3 Mayıs 2024 Cuma

'Hapishanelerde katliam süreci yaşanıyor'

İnfaz yakmalar karşı Bakırköy Özgürlük Meydanı'nda açıklama yapan TDİ, başta hasta tutsaklar olmak üzere dayanışma çağrısı yaptı. HDP Milletvekili Gülüm de ATK'nin tutsaklara düşmanca siyaset izlediğini kaydetti. 

Tutsaklarla Dayanışma İnisiyatifi (TDİ), hasta ve infazları yakılan tutukluların durumuna dikkat çekmek için hazırladıkları 2 aylık eylem planı kapsamında Bakırköy Özgürlük Meydanı'nda açıklama yaptı. Eylemde, "Hasta tutsaklar serbest bırakılsın infaz yakmalara son" pankartı açıldı.

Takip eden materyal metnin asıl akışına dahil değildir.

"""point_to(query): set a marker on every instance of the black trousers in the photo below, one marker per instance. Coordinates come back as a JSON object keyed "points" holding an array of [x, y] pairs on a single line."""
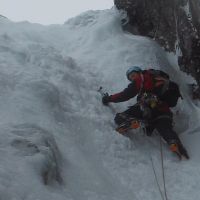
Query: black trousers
{"points": [[161, 121]]}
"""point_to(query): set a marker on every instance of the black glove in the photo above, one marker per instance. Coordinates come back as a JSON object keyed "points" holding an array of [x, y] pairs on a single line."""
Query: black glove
{"points": [[105, 99]]}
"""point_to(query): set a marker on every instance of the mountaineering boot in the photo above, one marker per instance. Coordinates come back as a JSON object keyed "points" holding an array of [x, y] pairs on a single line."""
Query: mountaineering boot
{"points": [[178, 149], [129, 124]]}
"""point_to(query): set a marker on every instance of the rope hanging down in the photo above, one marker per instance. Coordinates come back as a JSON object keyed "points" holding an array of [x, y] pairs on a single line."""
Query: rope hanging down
{"points": [[164, 197]]}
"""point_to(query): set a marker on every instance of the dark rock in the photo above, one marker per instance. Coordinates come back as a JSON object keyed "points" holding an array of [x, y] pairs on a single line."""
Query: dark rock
{"points": [[174, 24]]}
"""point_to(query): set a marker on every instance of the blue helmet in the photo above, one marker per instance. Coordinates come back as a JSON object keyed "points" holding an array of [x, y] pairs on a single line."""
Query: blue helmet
{"points": [[131, 70]]}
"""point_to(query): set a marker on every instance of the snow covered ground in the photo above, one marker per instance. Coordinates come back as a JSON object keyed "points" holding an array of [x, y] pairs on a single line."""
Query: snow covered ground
{"points": [[57, 141]]}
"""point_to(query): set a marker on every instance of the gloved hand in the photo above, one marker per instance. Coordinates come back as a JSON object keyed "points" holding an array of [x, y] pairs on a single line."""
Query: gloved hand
{"points": [[105, 99]]}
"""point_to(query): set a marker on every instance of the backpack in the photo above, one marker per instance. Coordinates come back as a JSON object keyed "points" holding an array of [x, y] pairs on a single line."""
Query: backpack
{"points": [[166, 90]]}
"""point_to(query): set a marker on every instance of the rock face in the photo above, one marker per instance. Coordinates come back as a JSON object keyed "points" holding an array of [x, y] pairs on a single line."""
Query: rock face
{"points": [[174, 24]]}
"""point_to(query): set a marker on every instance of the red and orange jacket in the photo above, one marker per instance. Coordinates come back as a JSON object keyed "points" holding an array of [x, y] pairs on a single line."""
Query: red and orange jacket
{"points": [[144, 84]]}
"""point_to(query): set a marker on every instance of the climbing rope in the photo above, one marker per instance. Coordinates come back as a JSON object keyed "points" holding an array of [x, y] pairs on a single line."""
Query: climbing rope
{"points": [[164, 197]]}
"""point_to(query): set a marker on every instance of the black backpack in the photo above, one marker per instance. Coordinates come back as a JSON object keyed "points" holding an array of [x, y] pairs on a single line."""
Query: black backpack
{"points": [[169, 91]]}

GÜLÜM: HAPİSHANELERDE BİR KATLİAM SÜRECİ YAŞANIYOR
HDP İstanbul Milletvekili Züleyha Gülüm, bazı hasta tutukluların "hapishanede kalamaz" raporlarının olmasına rağmen tahliye edilmeyerek, ölümle karşı karşıya bırakıldığını söyledi. Diyarbakır D Tipi Kapalı Hapishanesi'nde tutulan 83 yaşındaki ağır hasta tutuklu Mehmet Emin Özkan'ın bunlardan birisi olduğunu ifade eden Gülüm, "Bundan birkaç ay önce elleri kelepçeli halde hastaneye götürülürken fotoğrafını görmüştük ve yürüyemez haldeydi. Özkan, artık ayağa kalkacak durumu yok, yatağa bağlı bir şekilde yaşıyor. Kendi bakımını kendi yapamıyor. Ama buna rağmen tahliye edilmiyor. Binlerce hasta mahpusun tedavisi yapılıyor, tahliyesi gerçekleşmiyor. Aysel Tuğluk da bunlardan birisidir. Adli Tıp Kurumu (ATK) mahpuslara yönelik düşmanca bir siyaset izliyor. Aslında cezaevlerinde bir katliam süreci yaşanıyor" ifadelerini kullandı.

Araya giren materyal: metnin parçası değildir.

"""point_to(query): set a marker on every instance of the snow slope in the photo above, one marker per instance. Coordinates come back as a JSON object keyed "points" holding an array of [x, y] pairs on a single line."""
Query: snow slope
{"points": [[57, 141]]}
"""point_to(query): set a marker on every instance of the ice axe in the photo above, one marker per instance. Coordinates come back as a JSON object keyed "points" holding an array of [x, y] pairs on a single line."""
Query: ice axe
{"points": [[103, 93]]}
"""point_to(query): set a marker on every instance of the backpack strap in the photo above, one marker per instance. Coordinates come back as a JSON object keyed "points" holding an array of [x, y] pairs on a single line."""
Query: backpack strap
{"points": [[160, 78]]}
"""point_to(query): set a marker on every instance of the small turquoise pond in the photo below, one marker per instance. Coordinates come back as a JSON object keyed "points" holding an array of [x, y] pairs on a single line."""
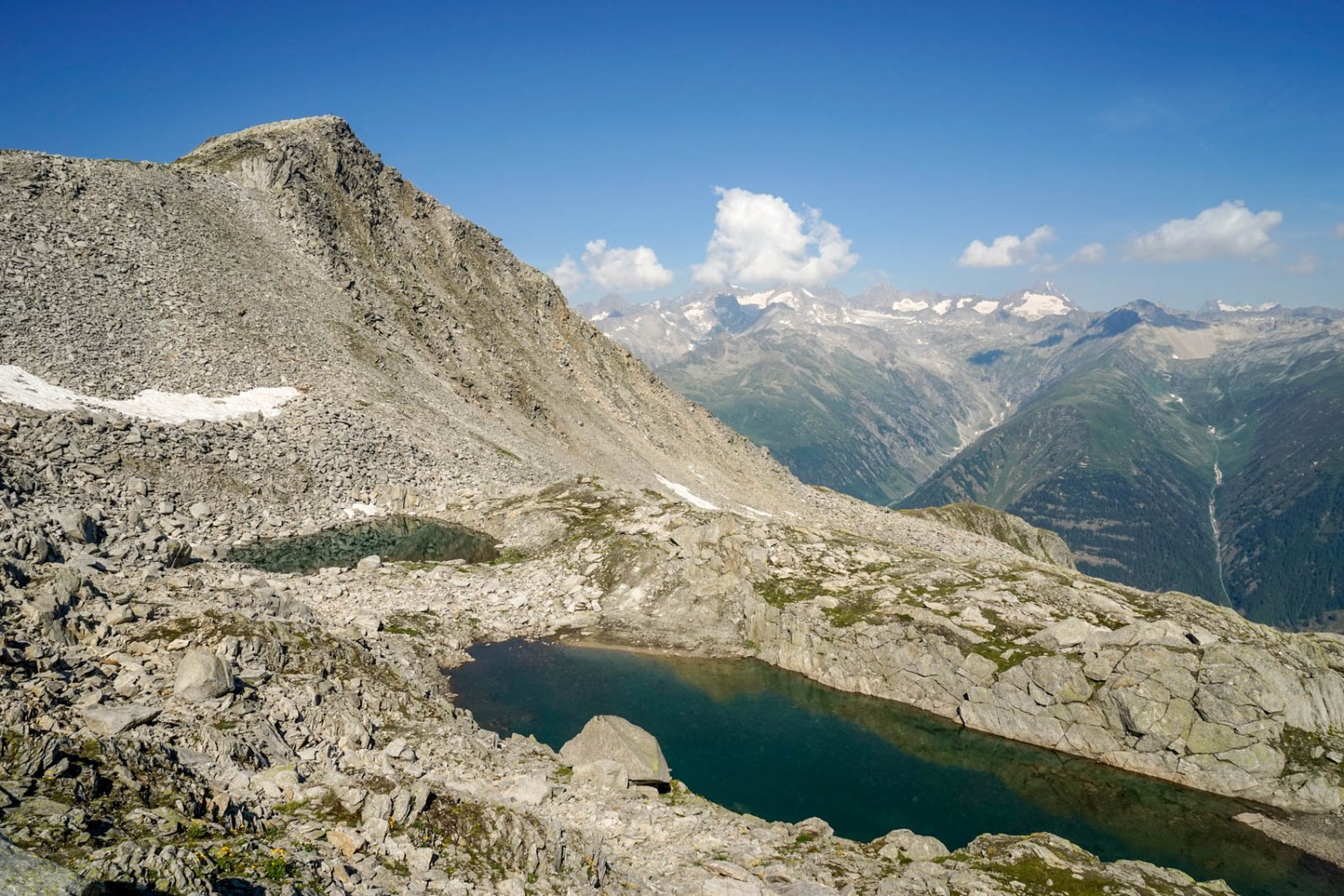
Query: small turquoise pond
{"points": [[395, 538], [776, 745]]}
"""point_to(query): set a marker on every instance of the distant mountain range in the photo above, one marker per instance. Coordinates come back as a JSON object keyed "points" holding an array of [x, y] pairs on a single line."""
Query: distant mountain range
{"points": [[1195, 452]]}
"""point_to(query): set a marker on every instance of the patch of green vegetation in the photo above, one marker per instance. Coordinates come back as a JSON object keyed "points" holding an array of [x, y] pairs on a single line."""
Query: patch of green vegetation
{"points": [[852, 610], [511, 555], [676, 794], [1043, 879], [779, 592], [330, 807], [1305, 751]]}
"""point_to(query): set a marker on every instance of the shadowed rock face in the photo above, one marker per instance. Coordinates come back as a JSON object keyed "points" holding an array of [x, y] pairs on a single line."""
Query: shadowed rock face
{"points": [[615, 739]]}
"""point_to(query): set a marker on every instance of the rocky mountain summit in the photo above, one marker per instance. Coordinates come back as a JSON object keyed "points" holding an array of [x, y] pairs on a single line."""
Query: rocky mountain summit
{"points": [[1172, 450], [177, 723]]}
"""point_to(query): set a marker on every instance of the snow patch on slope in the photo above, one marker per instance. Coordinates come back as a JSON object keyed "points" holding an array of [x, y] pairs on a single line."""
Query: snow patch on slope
{"points": [[909, 306], [685, 495], [21, 387], [1037, 306]]}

'HAPİSHANELER MAHKEMELERİN YERİNE GEÇTİ'
TDİ üyesi Ertan Çıta, hapishanelerde hak gasplarının ve tecrit koşullarının arttığına dikkat çekerek, tutukluların dışarıyla olan tüm bağlarının koparılmak istenildiğini belirtti. Hapishane idarilerinin bu uygulamalarıyla tutukluları kimliksizleştirmeye çalıştığının altını çizen Çıta, "Artık hapishane idareleri mahkemelerin yerine geçiyor, tutsakların tahliyeleri engelleniyor. Mahkemelerin verdiği hapis cezaları yeterli görülmeyerek tutsaklara ceza içerisinde ceza uygulanıyor" dedi.

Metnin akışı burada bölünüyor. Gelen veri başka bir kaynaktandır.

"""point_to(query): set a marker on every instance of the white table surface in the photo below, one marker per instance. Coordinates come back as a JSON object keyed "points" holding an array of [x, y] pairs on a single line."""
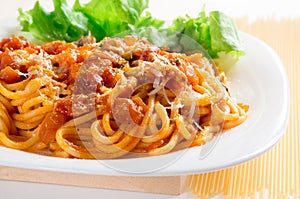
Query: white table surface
{"points": [[165, 9]]}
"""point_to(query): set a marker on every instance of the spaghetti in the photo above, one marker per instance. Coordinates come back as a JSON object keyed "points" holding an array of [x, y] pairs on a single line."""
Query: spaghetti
{"points": [[105, 100]]}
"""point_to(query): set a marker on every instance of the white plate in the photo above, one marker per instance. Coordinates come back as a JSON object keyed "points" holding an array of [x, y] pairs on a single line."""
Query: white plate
{"points": [[258, 79]]}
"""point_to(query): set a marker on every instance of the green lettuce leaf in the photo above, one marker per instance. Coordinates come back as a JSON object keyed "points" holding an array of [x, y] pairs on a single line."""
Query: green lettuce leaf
{"points": [[109, 18], [214, 33], [62, 23]]}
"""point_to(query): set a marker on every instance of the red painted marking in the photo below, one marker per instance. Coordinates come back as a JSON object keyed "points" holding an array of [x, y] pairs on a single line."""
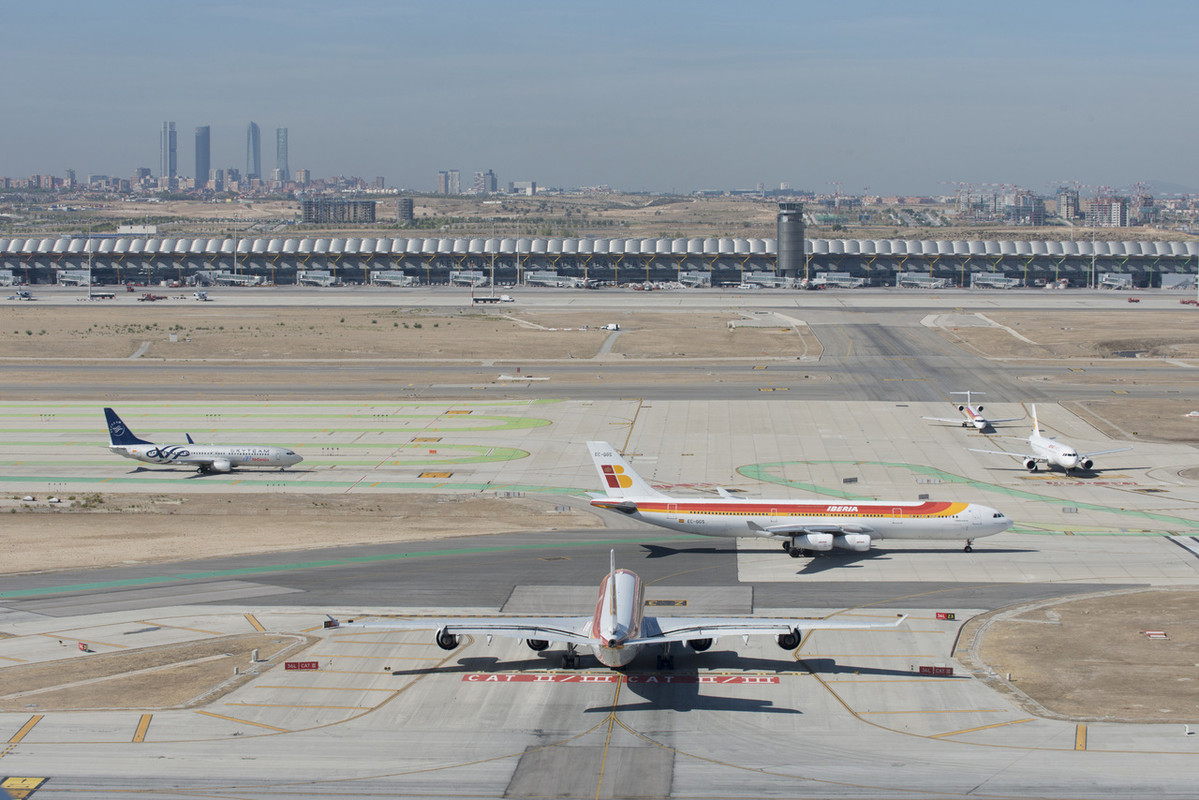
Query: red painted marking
{"points": [[566, 678], [939, 672]]}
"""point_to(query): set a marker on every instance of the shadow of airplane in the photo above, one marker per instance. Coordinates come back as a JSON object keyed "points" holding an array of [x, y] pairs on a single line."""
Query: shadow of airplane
{"points": [[660, 551]]}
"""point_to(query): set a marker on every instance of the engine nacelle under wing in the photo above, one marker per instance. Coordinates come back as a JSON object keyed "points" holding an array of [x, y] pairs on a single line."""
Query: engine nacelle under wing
{"points": [[856, 542]]}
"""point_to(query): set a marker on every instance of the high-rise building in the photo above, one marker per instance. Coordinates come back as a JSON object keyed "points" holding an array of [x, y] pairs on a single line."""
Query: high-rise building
{"points": [[253, 151], [168, 166], [281, 151], [486, 182], [203, 155], [405, 209]]}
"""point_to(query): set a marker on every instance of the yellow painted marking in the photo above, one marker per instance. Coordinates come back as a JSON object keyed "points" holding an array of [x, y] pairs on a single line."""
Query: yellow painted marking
{"points": [[983, 727], [260, 725], [939, 711], [291, 705], [143, 727], [23, 783], [25, 728], [331, 689], [180, 627]]}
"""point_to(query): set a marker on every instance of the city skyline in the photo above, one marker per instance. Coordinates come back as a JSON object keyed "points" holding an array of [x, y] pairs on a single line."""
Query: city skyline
{"points": [[669, 97]]}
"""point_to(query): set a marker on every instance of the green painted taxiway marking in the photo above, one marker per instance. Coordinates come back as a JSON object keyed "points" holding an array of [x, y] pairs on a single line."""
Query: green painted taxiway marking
{"points": [[770, 473], [327, 563]]}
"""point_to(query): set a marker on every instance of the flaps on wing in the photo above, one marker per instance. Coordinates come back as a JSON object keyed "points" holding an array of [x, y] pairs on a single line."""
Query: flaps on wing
{"points": [[626, 506], [682, 629], [785, 530], [570, 630]]}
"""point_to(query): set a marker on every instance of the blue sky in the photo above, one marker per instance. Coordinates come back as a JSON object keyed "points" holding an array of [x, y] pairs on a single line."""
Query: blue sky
{"points": [[901, 97]]}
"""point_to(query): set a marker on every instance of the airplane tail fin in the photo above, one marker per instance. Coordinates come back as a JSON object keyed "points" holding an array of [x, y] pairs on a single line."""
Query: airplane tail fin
{"points": [[612, 590], [618, 476], [119, 433]]}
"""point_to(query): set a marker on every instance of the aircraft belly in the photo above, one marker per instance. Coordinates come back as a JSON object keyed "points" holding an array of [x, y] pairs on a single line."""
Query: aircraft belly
{"points": [[614, 656]]}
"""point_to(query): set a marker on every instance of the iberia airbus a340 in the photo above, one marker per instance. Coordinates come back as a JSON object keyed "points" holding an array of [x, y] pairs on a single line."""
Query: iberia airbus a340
{"points": [[801, 527]]}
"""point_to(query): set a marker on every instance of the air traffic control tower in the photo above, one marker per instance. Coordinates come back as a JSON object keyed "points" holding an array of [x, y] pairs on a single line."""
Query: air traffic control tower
{"points": [[790, 239]]}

Halkın açlıkla ve yoksullukla boğuştuğu böylesi bir dönemde devletin yeni tiplerde hapishaneler yaptığını söyleyen Çıta, "2 yılda hapishane inşaatlarına 11 milyar 104 milyon lira harcandı. İşçiye, emekçiye, ezilenlere sefalet ücreti reva görülürken, bu düzene sesini çıkaran her sesi hapse atmak için milyarlarca lira harcanıyor. Devlet yoksulların sesini kısma da, içeri atma da hiç tasarruftan imtina etmiyor. Tutsaklar da içeride geçinemiyor" ifadelerini kullandı.

HAPİSHANELERE SES OLMA ÇAĞRISI
Devletin politikaları sonucu birçok hasta tutuklunun yaşamını yitirdiğini sözlerine ekleyen Çıta, 12 Kasım'da tedavisi yapılmadığı için yaşamını yitiren Bangin Muhammed'e işaret etti. Çıta, tutukluların tecrit duvarlarının arkasına gömülmesine ve tüm yaşamın hücreleştirilmesine izin vermeyeceklerini ifade ederek, baskı, saldırı ve işkenceye karşı herkesi hapishanelere ses olmaya çağırdı.